# Read and Write Operations with different file formats

In [4]:
import findspark
findspark.init()

In [4]:
import os
os.environ["SPARK_LOCAL_IP"] = "10.0.2.15"

1. Text File

In [2]:
from pyspark.sql import SparkSession

try:
    spark = SparkSession.builder.appName("TextFile").getOrCreate()

    text_file_path = "hdfs://localhost:9000/read_write/input2.txt"
    df = spark.read.text(text_file_path)
    df.show()
    input_text = "hello i am working with pyspark"

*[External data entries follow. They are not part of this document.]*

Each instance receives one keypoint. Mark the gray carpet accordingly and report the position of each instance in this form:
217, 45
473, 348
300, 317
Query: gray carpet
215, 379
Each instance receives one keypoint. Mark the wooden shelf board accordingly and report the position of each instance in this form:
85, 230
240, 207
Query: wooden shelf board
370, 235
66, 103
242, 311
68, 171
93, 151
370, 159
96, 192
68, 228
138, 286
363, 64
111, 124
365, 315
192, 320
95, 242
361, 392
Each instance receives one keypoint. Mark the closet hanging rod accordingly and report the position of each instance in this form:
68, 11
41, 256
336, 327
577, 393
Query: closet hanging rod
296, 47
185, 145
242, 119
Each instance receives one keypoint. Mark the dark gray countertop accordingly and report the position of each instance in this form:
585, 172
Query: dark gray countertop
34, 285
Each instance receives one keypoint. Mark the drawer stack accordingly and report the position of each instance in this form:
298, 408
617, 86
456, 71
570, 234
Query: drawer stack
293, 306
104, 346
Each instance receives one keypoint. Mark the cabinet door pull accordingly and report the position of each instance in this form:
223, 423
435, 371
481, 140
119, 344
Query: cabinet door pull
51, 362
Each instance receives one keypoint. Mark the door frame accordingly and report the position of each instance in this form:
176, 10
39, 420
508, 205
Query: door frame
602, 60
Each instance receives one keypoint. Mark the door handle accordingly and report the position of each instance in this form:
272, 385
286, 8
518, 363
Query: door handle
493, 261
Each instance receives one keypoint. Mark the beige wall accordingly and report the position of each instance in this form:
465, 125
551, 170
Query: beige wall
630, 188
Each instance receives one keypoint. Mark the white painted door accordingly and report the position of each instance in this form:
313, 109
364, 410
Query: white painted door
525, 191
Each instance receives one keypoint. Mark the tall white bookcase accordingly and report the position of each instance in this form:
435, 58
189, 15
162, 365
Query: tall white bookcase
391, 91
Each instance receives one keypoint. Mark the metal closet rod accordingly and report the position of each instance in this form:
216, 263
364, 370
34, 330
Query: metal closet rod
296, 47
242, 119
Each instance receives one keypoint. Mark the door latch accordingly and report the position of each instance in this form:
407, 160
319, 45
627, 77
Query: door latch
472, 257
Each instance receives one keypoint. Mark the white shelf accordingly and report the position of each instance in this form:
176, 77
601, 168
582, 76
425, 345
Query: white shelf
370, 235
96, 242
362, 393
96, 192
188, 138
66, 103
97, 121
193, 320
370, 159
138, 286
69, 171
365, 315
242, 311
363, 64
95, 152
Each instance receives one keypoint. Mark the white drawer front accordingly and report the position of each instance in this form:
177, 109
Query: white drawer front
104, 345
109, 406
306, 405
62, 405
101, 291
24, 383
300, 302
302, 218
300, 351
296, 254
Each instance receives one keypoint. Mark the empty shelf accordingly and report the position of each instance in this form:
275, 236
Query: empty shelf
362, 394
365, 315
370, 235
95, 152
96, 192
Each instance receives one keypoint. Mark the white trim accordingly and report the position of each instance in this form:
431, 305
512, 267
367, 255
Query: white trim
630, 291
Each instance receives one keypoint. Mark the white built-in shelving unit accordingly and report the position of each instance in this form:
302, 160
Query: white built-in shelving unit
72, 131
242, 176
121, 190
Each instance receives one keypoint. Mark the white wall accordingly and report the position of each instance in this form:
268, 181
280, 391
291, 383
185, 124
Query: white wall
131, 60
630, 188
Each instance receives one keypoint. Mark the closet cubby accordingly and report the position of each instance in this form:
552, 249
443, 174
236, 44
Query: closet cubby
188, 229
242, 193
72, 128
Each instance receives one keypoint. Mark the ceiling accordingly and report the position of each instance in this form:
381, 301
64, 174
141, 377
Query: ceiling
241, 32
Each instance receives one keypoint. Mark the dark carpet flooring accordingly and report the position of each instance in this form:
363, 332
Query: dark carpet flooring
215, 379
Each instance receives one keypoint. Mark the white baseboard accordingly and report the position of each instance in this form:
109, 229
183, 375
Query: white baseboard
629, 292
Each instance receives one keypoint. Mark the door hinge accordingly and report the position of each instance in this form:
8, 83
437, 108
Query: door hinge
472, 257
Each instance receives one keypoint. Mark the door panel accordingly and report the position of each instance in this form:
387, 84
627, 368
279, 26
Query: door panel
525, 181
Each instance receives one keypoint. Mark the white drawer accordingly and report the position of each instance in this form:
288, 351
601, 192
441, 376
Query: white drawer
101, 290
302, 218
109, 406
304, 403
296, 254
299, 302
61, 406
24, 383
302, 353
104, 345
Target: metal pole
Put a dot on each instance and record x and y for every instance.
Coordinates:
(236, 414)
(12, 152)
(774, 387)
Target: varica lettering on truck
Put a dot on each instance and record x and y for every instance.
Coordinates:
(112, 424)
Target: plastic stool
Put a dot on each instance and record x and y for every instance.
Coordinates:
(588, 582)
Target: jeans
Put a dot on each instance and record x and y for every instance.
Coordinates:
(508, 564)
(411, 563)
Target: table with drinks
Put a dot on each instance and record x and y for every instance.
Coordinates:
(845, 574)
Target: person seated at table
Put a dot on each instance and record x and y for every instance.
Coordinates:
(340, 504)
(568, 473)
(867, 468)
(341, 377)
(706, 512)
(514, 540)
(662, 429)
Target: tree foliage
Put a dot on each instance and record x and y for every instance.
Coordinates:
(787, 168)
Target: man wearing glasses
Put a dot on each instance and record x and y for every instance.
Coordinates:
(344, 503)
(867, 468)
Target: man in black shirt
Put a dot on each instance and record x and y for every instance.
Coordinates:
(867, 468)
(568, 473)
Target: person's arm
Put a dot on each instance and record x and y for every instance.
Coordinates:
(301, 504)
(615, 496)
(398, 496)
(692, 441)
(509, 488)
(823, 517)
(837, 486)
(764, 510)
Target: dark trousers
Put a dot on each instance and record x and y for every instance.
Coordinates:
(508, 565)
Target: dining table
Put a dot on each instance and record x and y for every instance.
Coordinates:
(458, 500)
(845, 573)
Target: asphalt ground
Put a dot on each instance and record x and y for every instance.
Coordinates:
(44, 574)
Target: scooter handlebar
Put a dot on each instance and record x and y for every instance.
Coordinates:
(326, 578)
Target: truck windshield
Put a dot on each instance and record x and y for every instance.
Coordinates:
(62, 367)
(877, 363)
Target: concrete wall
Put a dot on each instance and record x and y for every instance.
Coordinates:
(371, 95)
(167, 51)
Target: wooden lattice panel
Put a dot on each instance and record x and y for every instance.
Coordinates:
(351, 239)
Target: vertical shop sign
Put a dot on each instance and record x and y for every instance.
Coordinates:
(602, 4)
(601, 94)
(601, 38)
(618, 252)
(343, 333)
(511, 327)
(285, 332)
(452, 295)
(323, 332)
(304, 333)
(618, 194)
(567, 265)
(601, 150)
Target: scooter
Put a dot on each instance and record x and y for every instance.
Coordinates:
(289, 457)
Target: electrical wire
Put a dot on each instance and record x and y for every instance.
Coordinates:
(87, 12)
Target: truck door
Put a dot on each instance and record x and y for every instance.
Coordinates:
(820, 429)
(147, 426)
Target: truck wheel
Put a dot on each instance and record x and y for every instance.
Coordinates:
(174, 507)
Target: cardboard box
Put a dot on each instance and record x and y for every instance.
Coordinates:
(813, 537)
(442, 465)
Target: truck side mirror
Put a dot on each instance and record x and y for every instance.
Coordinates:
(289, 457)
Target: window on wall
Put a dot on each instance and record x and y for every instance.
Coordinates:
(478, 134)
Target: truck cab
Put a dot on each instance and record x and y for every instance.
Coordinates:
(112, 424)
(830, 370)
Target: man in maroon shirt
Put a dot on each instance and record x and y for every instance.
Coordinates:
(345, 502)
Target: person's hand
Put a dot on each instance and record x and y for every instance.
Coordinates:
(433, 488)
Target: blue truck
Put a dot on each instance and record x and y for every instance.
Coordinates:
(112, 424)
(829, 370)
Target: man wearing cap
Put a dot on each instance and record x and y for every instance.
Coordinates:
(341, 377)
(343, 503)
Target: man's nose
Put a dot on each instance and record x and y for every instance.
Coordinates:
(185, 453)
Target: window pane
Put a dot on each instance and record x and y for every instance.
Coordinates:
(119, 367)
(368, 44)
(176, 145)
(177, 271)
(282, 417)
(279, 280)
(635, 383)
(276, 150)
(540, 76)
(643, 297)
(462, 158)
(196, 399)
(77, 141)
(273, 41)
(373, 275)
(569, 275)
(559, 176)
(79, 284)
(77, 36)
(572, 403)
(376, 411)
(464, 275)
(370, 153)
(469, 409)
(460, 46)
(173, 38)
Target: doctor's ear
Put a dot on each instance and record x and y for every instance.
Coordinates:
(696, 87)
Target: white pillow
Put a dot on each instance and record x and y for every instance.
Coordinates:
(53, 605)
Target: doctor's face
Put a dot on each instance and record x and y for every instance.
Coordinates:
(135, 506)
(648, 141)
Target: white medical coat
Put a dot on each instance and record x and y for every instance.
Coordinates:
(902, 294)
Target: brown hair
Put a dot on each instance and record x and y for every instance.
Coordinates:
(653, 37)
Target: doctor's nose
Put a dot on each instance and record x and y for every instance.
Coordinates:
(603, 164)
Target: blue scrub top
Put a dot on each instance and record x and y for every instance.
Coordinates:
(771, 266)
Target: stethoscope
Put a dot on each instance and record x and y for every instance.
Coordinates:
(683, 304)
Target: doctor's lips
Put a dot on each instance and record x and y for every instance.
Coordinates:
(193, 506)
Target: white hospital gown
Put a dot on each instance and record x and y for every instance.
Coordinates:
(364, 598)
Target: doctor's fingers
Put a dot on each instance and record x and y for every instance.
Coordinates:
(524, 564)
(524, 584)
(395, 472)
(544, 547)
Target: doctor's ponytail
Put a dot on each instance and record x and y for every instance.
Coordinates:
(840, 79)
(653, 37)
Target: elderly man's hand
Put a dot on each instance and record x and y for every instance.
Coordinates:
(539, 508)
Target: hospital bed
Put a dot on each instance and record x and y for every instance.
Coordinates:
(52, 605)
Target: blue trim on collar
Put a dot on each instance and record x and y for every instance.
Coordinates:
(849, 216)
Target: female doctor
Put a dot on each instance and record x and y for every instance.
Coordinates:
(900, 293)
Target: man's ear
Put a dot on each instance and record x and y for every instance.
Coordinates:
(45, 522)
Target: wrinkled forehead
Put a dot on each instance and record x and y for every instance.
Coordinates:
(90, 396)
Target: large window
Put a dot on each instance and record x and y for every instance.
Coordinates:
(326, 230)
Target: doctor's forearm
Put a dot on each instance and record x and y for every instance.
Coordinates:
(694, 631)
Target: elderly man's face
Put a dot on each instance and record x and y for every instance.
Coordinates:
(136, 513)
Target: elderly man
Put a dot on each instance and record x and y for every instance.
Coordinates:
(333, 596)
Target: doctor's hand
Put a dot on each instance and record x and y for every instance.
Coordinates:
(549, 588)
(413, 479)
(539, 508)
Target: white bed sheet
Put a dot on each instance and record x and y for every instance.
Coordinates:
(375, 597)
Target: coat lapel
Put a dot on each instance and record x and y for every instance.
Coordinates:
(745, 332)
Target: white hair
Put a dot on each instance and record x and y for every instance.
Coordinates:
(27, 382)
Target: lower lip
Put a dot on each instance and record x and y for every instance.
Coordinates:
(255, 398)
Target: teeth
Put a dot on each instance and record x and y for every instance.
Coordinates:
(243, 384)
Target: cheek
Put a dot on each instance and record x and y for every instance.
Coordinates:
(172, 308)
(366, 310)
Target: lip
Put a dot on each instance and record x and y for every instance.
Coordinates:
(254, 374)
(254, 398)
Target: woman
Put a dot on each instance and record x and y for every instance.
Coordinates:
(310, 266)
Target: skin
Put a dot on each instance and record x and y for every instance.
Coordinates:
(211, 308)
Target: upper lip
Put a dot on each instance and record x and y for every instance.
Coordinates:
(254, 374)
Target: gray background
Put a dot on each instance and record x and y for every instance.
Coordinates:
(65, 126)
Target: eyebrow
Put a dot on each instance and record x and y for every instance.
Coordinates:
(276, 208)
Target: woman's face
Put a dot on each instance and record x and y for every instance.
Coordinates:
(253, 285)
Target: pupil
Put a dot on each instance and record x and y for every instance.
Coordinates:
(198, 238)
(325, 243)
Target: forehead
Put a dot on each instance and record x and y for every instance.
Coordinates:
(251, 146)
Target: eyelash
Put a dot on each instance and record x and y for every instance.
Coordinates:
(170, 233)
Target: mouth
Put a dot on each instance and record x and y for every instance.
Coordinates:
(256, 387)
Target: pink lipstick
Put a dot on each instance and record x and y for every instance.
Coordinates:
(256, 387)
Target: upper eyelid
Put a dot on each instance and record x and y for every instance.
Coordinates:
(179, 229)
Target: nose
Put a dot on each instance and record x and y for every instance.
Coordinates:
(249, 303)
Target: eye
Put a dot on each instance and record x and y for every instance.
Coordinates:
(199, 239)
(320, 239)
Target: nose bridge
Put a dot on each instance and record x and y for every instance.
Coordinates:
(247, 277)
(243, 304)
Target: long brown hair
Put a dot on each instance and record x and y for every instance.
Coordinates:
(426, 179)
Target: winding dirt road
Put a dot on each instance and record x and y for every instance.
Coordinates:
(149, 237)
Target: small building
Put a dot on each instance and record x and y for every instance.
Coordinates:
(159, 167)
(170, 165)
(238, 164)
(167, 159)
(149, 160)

    # Append the content to the file using Hadoop FileSystem APIs
    hadoop_fs = spark._jvm.org.apache.hadoop.fs.FileSystem.get(spark._jvm.java.net.URI(text_file_path), spark._jvm.org.apache.hadoop.conf.Configuration())
    output_stream = hadoop_fs.append(spark._jvm.org.apache.hadoop.fs.Path(text_file_path))
    output_stream.write(input_text.encode())
    output_stream.close()

    print("Content successfully appended to the file")
except Exception as e:
    print("Error: " + str(e))


23/07/17 14:44:23 WARN SparkSession: Using an existing Spark session; only runtime SQL configurations will take effect.
+--------------------+
|               value|
+--------------------+
|spark is an execu...|
|pyspark library o...|
|pyspark is openso...|
|hello i am workin...|
+--------------------+

Content successfully appended to the file


2. CSV File


In [21]:
from pyspark.sql import SparkSession

spark = SparkSession.builder.appName("CSVFile").getOrCreate()

# Read the CSV file with inferred schema, comma separator, and header
csv_file_path = "hdfs://localhost:9000/read_write/data_input.csv"
df = spark.read.format("csv").options(inferSchema="True", sep=",", header="True").load(csv_file_path)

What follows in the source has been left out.